Zum Glück benötigt dieser Prozess real nicht so lange wie ihn hier schriftlich darzu-stellen. Nur ein paar Minuten. Und es ist für mich Selbstfocusing pur.
Focusing braucht keinen bestimmten Platz oder Raum. Es ist aus meiner Erfahrung ein „etwas vollständiger sein“. Ein Feld oder eine Haltung in mir, aus der raus viel mehr möglich ist. Mehr Stimmigkeit und Verbundenheit. Beim Gegenüber und bei mir. Ich möchte hiermit auch dazu animieren, Focusing unabhängig von den räumlichen Gegebenheiten und äußeren Umständen in die Arbeit einfließen zu lassen. Focusing funktioniert in jeder Lage, an jedem Platz. Es brauch nur ein wenig Mut und etwas Freiraum.

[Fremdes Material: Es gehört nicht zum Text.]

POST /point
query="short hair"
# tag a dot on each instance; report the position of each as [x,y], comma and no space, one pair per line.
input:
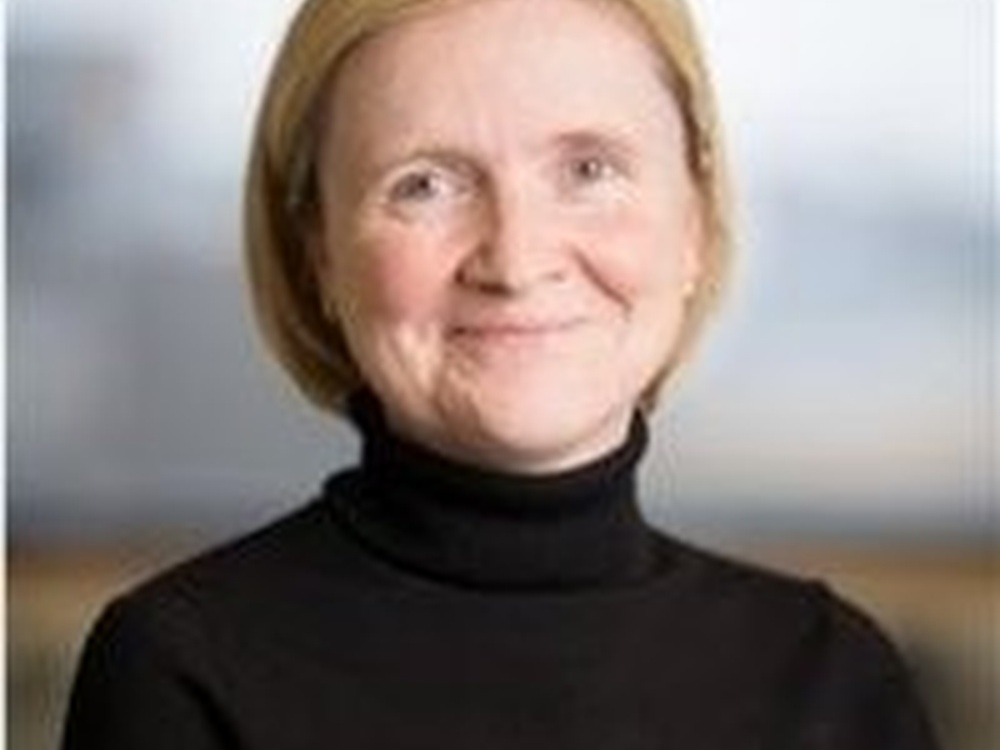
[281,186]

Ich bin unglaublich dankbar dieser wunderbaren Methode begegnet zu sein. Seit mittlerweile über 13 Jahren habe ich mit Focusing gelebt, gespürt, experimentiert und immer mehr dazu gelernt. Es ist eine Bereicherung nicht nur für meine Arbeit, sondern für mein ganzes Leben.